La volonté de défaire les mille et un liens économiques internationaux créés par la mondialisation équivaut à vouloir revenir des siècles dans le passé. Pour cette raison, il faut reconnaître que l’idée d’autonomie alimentaire est réactionnaire, et non progressiste. Elle représente une forme de nostalgie à l’égard du « bon vieux temps » avant la mondialisation capitaliste, une volonté de faire reculer la roue de l’Histoire.

Est-ce que cela veut dire qu’il faut se résigner à accepter le libre échange capitaliste et ses effets dévastateurs? Non. Le problème réside dans le fait que dans une économie capitaliste, libre échange et protectionnisme sont tous deux des politiques qui profitent aux capitalistes, mais à différents capitalistes. Les gigantesques multinationales, avec leurs montagnes de capitaux et leurs énormes usines et exploitations agricoles extrêmement développées ont tendance à préférer le libre-échange, car elles peuvent dominer n’importe quel marché. Elles souhaitent pouvoir facilement s’installer dans les pays pauvres où la main-d’oeuvre est peu syndiquée et peu protégée, et ensuite pouvoir vendre les marchandises produites à bon marché sur les marchés des pays riches. Les entreprises plus petites et vendant principalement leurs produits sur le marché national ont généralement plutôt intérêt au protectionnisme, car elles ne peuvent concurrencer les multinationales, sans nécessairement trouver leur intérêt à vendre à l’étranger.
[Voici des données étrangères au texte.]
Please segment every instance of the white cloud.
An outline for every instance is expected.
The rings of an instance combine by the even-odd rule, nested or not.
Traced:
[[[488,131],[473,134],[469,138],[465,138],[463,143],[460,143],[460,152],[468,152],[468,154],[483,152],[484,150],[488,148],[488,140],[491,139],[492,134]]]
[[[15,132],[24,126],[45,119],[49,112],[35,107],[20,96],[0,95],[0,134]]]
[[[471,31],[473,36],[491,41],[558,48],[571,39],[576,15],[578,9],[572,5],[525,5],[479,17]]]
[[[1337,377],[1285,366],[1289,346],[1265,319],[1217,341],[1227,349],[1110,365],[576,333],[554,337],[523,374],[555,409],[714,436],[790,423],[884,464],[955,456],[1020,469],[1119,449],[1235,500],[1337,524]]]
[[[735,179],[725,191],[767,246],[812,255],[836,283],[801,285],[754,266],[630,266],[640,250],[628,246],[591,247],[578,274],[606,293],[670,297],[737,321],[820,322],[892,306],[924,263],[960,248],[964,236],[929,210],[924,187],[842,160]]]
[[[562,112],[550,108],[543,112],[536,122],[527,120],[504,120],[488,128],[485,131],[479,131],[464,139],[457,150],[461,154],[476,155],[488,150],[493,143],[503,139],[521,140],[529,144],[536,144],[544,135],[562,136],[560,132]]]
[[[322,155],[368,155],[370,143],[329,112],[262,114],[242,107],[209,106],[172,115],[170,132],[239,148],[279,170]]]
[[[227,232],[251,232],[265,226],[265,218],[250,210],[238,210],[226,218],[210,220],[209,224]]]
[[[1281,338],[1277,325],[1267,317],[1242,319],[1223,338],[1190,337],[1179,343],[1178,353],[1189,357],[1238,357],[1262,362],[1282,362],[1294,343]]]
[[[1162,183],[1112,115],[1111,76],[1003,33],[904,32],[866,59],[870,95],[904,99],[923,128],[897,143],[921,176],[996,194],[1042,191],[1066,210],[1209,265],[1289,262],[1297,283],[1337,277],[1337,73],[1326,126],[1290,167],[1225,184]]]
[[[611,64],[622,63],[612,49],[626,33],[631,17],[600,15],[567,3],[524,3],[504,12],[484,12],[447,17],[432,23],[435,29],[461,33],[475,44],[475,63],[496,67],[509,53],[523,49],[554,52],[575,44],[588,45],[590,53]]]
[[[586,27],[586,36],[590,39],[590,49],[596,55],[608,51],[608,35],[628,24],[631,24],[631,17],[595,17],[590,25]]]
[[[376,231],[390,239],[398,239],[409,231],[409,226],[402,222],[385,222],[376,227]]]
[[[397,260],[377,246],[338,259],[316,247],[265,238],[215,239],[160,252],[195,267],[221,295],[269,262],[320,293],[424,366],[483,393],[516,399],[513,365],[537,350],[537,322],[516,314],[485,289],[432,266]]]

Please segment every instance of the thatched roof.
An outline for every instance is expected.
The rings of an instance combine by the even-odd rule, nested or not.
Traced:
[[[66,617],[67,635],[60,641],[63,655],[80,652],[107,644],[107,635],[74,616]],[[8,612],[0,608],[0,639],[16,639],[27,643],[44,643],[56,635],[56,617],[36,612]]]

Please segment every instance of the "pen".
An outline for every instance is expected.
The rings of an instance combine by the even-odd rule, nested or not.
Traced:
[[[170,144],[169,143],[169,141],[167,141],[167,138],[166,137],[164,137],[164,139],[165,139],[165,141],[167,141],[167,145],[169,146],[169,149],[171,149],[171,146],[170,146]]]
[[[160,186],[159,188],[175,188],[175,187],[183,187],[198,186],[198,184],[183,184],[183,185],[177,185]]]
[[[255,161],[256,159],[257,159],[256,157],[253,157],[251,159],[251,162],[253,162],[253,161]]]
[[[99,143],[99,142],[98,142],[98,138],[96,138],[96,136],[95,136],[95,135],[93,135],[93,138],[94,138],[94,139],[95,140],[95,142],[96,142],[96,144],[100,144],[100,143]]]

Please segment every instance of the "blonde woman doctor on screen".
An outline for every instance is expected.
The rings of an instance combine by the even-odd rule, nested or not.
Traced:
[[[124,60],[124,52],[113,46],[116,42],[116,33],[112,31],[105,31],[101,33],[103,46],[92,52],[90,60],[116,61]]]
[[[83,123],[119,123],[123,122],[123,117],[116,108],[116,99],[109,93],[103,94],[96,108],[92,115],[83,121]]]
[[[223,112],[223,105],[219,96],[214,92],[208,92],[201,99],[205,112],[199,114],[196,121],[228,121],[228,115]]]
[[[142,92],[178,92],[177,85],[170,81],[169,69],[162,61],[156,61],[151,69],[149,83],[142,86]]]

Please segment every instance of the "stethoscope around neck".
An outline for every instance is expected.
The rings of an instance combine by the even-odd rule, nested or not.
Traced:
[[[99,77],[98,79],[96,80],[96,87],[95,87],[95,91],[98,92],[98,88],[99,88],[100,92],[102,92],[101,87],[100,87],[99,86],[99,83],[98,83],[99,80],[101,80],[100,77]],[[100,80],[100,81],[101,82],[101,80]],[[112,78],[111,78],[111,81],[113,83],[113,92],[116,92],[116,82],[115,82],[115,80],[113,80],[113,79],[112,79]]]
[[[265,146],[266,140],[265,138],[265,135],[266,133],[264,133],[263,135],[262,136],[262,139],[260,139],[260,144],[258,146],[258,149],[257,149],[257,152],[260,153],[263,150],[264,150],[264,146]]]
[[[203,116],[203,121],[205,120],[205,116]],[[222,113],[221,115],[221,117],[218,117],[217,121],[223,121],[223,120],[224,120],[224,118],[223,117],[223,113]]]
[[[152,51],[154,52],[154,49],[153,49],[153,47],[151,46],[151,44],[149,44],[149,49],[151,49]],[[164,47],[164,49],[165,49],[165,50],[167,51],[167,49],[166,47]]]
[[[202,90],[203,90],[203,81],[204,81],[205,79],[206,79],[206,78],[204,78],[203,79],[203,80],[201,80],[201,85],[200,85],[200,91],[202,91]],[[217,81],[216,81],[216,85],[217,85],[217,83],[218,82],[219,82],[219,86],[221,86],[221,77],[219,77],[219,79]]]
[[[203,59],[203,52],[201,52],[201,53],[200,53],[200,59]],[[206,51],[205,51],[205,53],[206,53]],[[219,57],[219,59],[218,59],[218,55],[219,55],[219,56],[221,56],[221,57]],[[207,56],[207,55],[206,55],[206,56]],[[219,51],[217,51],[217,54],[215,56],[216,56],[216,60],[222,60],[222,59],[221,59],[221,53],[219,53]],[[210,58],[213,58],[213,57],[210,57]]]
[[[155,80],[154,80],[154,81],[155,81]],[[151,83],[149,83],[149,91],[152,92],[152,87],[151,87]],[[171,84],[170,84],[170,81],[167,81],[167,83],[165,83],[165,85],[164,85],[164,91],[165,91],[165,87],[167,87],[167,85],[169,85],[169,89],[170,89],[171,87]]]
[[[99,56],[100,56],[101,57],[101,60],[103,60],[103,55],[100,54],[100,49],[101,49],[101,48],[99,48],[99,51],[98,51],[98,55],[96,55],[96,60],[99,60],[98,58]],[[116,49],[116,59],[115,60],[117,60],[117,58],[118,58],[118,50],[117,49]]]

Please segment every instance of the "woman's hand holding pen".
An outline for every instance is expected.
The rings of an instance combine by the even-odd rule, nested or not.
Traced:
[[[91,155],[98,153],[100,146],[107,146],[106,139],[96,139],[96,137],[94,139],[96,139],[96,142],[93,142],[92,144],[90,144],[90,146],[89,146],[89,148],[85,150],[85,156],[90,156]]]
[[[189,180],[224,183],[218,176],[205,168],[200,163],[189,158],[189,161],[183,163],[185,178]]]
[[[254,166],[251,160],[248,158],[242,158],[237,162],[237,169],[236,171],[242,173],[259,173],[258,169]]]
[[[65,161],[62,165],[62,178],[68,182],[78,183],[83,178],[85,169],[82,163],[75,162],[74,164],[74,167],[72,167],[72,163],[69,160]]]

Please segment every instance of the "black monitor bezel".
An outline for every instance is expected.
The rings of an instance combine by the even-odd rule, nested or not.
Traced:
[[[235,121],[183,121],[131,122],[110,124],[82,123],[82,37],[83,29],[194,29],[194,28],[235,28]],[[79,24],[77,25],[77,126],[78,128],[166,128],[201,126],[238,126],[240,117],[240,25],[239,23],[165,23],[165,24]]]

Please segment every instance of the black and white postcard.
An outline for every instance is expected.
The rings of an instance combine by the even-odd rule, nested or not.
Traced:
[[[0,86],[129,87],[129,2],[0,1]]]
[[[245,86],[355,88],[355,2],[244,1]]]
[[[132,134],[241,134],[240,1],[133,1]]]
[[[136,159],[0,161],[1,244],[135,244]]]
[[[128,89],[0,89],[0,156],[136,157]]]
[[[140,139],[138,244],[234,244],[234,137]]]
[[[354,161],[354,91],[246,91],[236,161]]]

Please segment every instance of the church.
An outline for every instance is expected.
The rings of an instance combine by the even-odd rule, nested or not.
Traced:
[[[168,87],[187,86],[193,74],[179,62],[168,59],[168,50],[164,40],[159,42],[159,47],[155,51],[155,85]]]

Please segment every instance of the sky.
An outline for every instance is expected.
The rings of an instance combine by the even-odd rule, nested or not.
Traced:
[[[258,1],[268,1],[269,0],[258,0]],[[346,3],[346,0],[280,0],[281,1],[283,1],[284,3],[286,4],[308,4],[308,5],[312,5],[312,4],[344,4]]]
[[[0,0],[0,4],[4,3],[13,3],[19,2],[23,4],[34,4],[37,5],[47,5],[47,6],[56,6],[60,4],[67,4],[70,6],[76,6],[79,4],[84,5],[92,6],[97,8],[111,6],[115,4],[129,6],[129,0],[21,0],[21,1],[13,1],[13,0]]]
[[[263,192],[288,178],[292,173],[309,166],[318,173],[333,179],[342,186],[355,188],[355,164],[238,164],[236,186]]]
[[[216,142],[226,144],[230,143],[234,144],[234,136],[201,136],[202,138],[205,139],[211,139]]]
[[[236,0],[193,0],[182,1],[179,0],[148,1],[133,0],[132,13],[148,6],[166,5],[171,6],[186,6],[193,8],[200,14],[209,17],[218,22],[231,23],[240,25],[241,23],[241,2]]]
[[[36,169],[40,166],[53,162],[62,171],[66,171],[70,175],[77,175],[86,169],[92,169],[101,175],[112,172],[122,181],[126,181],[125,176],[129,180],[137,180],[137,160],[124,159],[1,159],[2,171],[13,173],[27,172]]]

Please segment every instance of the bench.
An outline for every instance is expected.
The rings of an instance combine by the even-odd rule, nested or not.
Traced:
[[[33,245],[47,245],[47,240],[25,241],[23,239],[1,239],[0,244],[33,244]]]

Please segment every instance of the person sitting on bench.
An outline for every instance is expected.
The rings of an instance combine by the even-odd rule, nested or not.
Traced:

Grands capitalistes québécois ou américains, petits capitalistes québécois ou américains, peu importe pour les travailleurs. Même si nous voulions être autosuffisants, dans le cadre d’une économie capitaliste cela ne peut que vouloir dire des prix plus élevés pour les consommateurs et plus de profits pour nos capitalistes locaux. Les capitalistes vivent de l’exploitation des travailleurs, et leurs intérêts ne coïncident jamais avec les nôtres, quel que soit leur pays d’origine. L’appel à acheter local et à encourager l’autonomie alimentaire représente une façon de rallier les travailleurs québécois derrière « leurs » exploiteurs. Ils n’ont rien à y gagner.

Le problème n’est pas le caractère international de l’économie, mais le fait qu’elle se trouve sous le contrôle des capitalistes exploiteurs et parasites, avec comme seule fonction de les enrichir à l’infini. Pour être réellement maîtres chez nous, nous devons exproprier ces entreprises agro-industrielles, qui ne défendent l’achat local que pour leurs propres raisons égoïstes, et organiser la production alimentaire sous le contrôle démocratique des travailleurs. Pour mettre fin aux malheurs bien réels engendrés par la mondialisation, la solution n’est pas le repli sur soi. Un mouvement des travailleurs québécois contre leurs exploiteurs, pour prendre contrôle de l’économie et la faire rouler pour le bien commun plutôt que pour le profit, pourrait en appeler aux travailleurs américains et canadiens à faire de même. Une fois les exploiteurs renversés, une fédération socialiste des Amériques pourrait mettre en commun nos forces et ressources dans le but de satisfaire les besoins et de hausser le niveau de vie de tout le monde, sans que la recherche du profit mène à s’attaquer à l’environnement, aux droits des travailleurs, et aux cultures locales. Contre la mondialisation capitaliste, il nous faut un internationalisme ouvrier.